Authors: Diane Johnson
‘The plug?’ The doctor didn’t seem familiar with the expression. ‘If you could notify anyone else who may be concerned, family consensus is important.’
‘Is it necessary that the whole family be here?’ asked Emile. ‘My wife is not here.’
‘No, no. Yet people often wish it, to accompany, to witness.
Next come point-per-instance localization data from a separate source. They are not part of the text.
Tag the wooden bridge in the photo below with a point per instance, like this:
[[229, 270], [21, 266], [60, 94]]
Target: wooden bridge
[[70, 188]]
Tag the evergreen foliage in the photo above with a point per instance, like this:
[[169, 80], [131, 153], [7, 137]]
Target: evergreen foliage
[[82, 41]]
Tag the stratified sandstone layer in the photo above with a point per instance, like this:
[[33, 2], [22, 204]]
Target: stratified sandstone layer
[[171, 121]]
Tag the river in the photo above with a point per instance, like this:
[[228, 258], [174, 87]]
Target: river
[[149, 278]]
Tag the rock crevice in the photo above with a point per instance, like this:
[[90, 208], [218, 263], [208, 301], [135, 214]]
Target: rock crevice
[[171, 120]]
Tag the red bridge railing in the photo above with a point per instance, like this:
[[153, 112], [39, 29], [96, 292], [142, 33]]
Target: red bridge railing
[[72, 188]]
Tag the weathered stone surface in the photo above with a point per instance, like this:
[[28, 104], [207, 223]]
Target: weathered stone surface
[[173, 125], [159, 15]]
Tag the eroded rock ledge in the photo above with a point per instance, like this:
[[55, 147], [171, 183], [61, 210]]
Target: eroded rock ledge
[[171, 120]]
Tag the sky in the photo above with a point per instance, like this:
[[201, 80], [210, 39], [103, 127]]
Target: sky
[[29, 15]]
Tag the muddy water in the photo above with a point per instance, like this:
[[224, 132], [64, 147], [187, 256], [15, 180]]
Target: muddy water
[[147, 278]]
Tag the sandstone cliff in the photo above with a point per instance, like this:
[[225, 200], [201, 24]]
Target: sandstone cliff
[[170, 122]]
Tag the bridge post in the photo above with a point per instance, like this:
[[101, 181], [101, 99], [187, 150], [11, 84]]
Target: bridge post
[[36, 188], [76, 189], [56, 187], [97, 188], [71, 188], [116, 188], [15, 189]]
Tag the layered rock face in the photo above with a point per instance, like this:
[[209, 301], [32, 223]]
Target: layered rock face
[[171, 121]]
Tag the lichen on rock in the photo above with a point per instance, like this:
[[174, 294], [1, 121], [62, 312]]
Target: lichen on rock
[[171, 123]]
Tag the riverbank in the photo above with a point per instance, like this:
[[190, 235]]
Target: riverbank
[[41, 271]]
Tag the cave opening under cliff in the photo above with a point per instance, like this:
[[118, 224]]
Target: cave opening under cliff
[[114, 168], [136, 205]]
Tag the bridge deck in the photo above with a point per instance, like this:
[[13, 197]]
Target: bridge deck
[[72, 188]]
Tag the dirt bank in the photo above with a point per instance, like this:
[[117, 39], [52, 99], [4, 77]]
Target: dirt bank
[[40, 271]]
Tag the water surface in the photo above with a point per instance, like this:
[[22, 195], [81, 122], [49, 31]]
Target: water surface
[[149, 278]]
Others do not wish this.’
‘What about my sister…’ Kip began.
‘Somewhat better.’
‘I mean, shouldn’t she be the one to decide, if there’s anything to decide about Adrian?’
The doctor said that it might ultimately be kinder for Madame Venn to awaken to the finality of her husband dead, ‘not to be put through the wracking – is that the English word – process of decision.’
‘We couldn’t decide such a thing, it should be his wife.’ Posy agreed with Kip.
‘When Kerry wakes up she could, you know, say what
she
would want,’ Kip agreed, grateful to Posy for understanding what was in his mind too. It would be awful for her to wake up and find out they’d decided to let Adrian die. ‘If we waited, then Adrian would still be alive when she wakes up, and she could say what she wants to do,’ he tried to explain more completely to the doctor.
‘Perhaps Father has told her what he would wish – “Do everything,” or else “Do not let me linger,”’ Posy agreed.
‘I think she would want to know,’ said Kip, but now
the others fixed him with looks that said, You are only a boy.
‘We might easily wait another twenty-four hours, even longer, if that would give you the reassurance that there is really no more hope,’ conceded the doctor. To Emile, ‘Monsieur Abboud, your wife would have time to arrive.’
‘Excuse me, but may I ask,’ said Posy to Emile, ‘who is your wife?’
‘My wife? She is Victoire, Mr Venn’s’ – here he looked at Posy, his more intimate recollections visible to her behind his eyes, and she hoped not to the doctor – ‘eldest daughter? She can’t be here, so – I am here.’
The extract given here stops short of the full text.